ただ、販売商品の告知には一定の幅がある。インフォマーシャルでメイン商品と併せて表示したり、「こちらの商品もお勧め」と踏み込んで言及するケースもあるだろう。関連商品はどの程度告知すれば、問題にならないのか。

 消費者庁は、「例えば背景として映っているだけだとまさか勧誘を受けると思わないかもしれない。一方で密接に関連する商品であれば、言葉で明示的に言及がなくても認識するかもしれない。個別事案の実態を把握して総合的に判断する」(取引対策課)とする。

 また、商品自体は同じでも、定期購入やまとめ売りを提案するケースもある。消費者庁は、「同一商品かは一つの考慮要素。価格や個数の妥当性を含め判断する。パブコメで質問があれば改めて説明を検討する」(同)としている。

強引な定期誘導トラブルが急増

 突然の政令改正はなぜ浮上したのか。
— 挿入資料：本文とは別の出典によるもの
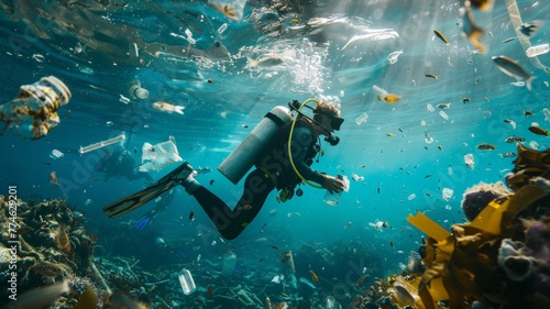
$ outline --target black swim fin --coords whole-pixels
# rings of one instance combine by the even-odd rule
[[[121,214],[130,212],[163,192],[182,184],[191,173],[193,167],[187,162],[184,162],[180,166],[161,178],[153,186],[111,202],[110,205],[103,207],[103,211],[109,218],[117,218]]]

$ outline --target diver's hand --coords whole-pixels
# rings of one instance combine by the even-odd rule
[[[324,180],[322,181],[321,186],[329,190],[329,192],[341,192],[345,189],[345,184],[344,181],[336,178],[336,177],[332,177],[332,176],[329,176],[329,175],[324,175]]]

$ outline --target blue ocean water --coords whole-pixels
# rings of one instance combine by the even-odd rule
[[[549,13],[543,1],[517,3],[525,22],[543,20]],[[323,190],[306,185],[302,197],[285,203],[277,202],[273,192],[246,230],[223,242],[200,206],[177,188],[164,212],[144,231],[133,231],[135,244],[118,246],[116,254],[139,255],[150,266],[162,263],[155,254],[144,253],[155,247],[156,238],[177,244],[183,263],[199,254],[219,261],[230,247],[238,263],[268,277],[272,273],[262,274],[263,265],[278,267],[280,251],[273,246],[298,251],[311,243],[337,250],[348,245],[372,254],[353,265],[382,277],[399,271],[398,264],[406,263],[420,244],[422,234],[406,221],[409,213],[422,211],[449,228],[464,218],[460,202],[468,187],[504,179],[514,158],[503,154],[516,152],[506,137],[522,136],[526,145],[548,147],[547,136],[527,130],[534,122],[550,128],[542,112],[549,106],[548,70],[526,57],[499,1],[490,12],[474,11],[485,31],[485,54],[476,53],[461,35],[460,1],[249,1],[240,21],[206,1],[3,1],[1,5],[1,101],[13,99],[21,85],[51,75],[73,93],[58,110],[61,123],[46,136],[29,140],[8,131],[0,136],[1,190],[16,186],[22,199],[67,200],[85,213],[87,228],[106,249],[98,255],[113,246],[111,231],[133,224],[154,207],[151,202],[118,219],[107,218],[103,206],[148,184],[121,175],[124,170],[117,165],[106,170],[107,177],[96,170],[102,158],[127,151],[138,166],[144,143],[174,136],[184,161],[213,170],[198,180],[232,205],[242,181],[231,184],[216,167],[267,111],[292,100],[320,95],[341,100],[345,119],[337,132],[341,142],[323,143],[323,156],[314,168],[364,179],[352,180],[337,207],[323,202]],[[380,35],[365,36],[372,33]],[[354,40],[358,35],[363,37]],[[548,25],[530,42],[548,43]],[[396,51],[403,54],[391,64],[387,56]],[[512,85],[516,80],[491,59],[498,55],[517,60],[536,77],[532,90]],[[248,58],[268,56],[284,62],[246,67]],[[550,63],[548,54],[539,59]],[[132,80],[148,90],[146,99],[130,97]],[[400,100],[393,104],[378,100],[373,85]],[[130,102],[122,102],[121,96]],[[162,100],[185,106],[184,114],[155,110],[152,104]],[[442,103],[450,107],[441,110],[437,106]],[[367,121],[356,124],[363,112]],[[81,146],[122,133],[123,143],[78,153]],[[496,150],[479,150],[481,143]],[[52,158],[53,150],[64,156]],[[474,168],[464,164],[466,154],[473,154]],[[148,175],[156,180],[176,166]],[[51,172],[56,173],[58,186],[50,181]],[[453,190],[449,200],[442,198],[443,188]],[[370,224],[377,221],[387,221],[388,227]],[[354,269],[350,263],[341,264],[331,272],[343,276]],[[304,269],[322,274],[324,267]]]

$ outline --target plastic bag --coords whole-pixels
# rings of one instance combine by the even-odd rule
[[[177,151],[174,136],[169,141],[152,145],[144,143],[140,172],[160,170],[176,162],[184,161]]]

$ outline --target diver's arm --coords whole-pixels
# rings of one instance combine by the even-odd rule
[[[340,192],[344,189],[344,184],[336,177],[321,174],[314,170],[309,165],[306,164],[306,155],[309,145],[312,143],[314,134],[307,128],[296,128],[292,140],[293,150],[293,161],[296,169],[300,173],[304,178],[315,181],[321,185],[324,189],[329,191]]]

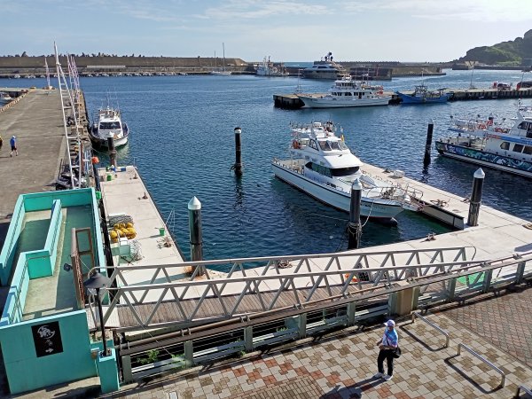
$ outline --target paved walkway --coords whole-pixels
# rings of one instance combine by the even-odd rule
[[[532,386],[532,289],[475,297],[445,305],[426,316],[450,333],[445,338],[421,320],[398,322],[403,356],[391,381],[376,379],[375,342],[380,325],[343,330],[297,347],[228,364],[188,371],[121,387],[101,397],[127,398],[510,398],[518,385]],[[466,351],[464,343],[504,371],[501,377]],[[89,391],[83,391],[83,383]],[[78,395],[92,397],[97,379],[49,388],[24,397]],[[91,395],[90,395],[91,394]],[[524,395],[521,397],[525,397]]]
[[[55,190],[66,151],[59,90],[30,90],[0,113],[0,248],[19,195]],[[10,157],[9,140],[17,137],[19,156]]]
[[[157,398],[294,398],[512,397],[518,385],[532,384],[532,314],[527,303],[532,289],[476,298],[465,306],[446,306],[427,317],[449,332],[450,345],[420,320],[398,323],[403,355],[394,379],[373,379],[383,327],[340,332],[316,343],[272,350],[252,359],[206,368],[185,376],[168,377],[146,385],[123,387],[113,397]],[[464,323],[464,325],[462,324]],[[501,377],[462,350],[465,343],[506,373]],[[503,343],[505,343],[504,345]],[[520,360],[516,359],[517,356]]]

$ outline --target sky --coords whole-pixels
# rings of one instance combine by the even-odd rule
[[[0,0],[0,55],[450,61],[522,37],[532,0]]]

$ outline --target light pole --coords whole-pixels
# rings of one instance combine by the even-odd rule
[[[100,326],[102,328],[102,340],[104,342],[104,353],[102,357],[106,356],[107,353],[107,342],[106,340],[106,326],[104,325],[104,312],[102,311],[102,301],[100,300],[99,292],[101,289],[106,289],[109,287],[111,280],[104,276],[103,274],[95,271],[92,275],[83,282],[85,288],[90,290],[96,290],[96,303],[98,304],[98,310],[100,317]]]

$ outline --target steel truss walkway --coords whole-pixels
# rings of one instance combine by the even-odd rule
[[[475,254],[474,247],[458,246],[119,266],[112,269],[112,286],[118,288],[111,289],[113,299],[104,319],[117,331],[186,328],[258,312],[307,309],[323,301],[355,301],[402,280],[443,275],[448,278],[437,286],[424,283],[421,289],[421,294],[429,287],[442,293],[449,289],[447,280],[453,275],[488,264],[473,261]],[[197,277],[197,266],[207,269],[205,276]],[[224,278],[209,272],[224,266],[230,268]],[[191,267],[195,271],[184,278],[184,270]],[[129,283],[129,273],[139,270],[149,277],[143,284]],[[117,317],[118,323],[109,324]]]

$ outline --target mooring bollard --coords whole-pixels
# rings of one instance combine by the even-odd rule
[[[109,162],[111,166],[116,168],[116,150],[114,149],[114,135],[113,133],[107,135],[107,147],[109,147]]]
[[[362,224],[360,223],[360,206],[362,201],[362,184],[358,178],[351,185],[351,202],[349,203],[349,223],[348,224],[348,249],[356,249],[360,245]]]
[[[430,151],[432,149],[432,136],[434,129],[434,121],[433,120],[428,123],[426,129],[426,142],[425,143],[425,158],[423,159],[423,164],[426,167],[430,164]]]
[[[236,160],[233,165],[235,174],[237,176],[242,175],[242,149],[240,146],[240,134],[242,129],[240,128],[235,128],[235,155]]]
[[[192,197],[188,204],[189,232],[191,237],[191,261],[203,261],[203,239],[201,235],[201,202]],[[199,266],[197,276],[205,274],[205,266]],[[194,272],[195,270],[192,270]]]
[[[482,184],[486,174],[481,168],[479,168],[473,175],[473,192],[469,201],[469,215],[467,215],[467,224],[470,226],[478,226],[479,212],[481,211],[481,202],[482,200]]]

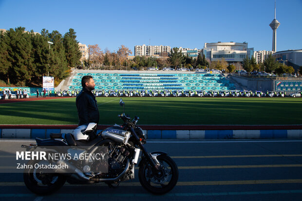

国民センターは、22年11月「電話注文時の勧誘で不要な商品を購入したり、意図しない定期購入の契約を結ばないようにご注意ください」と定期購入トラブルの注意喚起を行っている。22年6月、同9月に続く三度目になるものだ。そこでは、一例として、「拡大鏡が通常価格の半額」と広告。新聞折込広告を見て電話した顧客にアイケアサプリを提案し、これが定期コースとなっていたためにトラブルが生じたケースを紹介している。ほかにもテレビ通販による漢方薬の定期購入の問題を紹介する。これら事例は一例だが、消費者庁は、政令改正もこうしたトラブル増加を受けたものとする。

 ただ、政令案は、通販業界に大きな影響を与えるものであるにもかかわらず、特商法改正を議論した検討会(20年2~8月、22年6月に改正法施行)で議論されていない。政令のため国会審議を経ず閣議決定で導入が決まる。消費者庁は、「トラブル事例の増加を把握していた。従前の規制では対処できないものだった」(同)と改正の理由を話すが、なんら検討なく、通常の商慣習を規制するプロセスは問題だろう。

 今回の改正に、事業者からは、「本来、解約を希望する顧客に適切に対応していれば問題にならない事例。一部事業者の問題でまじめに取り組む事業者も規制を受ける」、「一切の議論もなく、個別に検討会を行った契約書面の電子化の問題と併せてさらっと影響の大きい規制を導入する手法は問題」との声が聞かれる。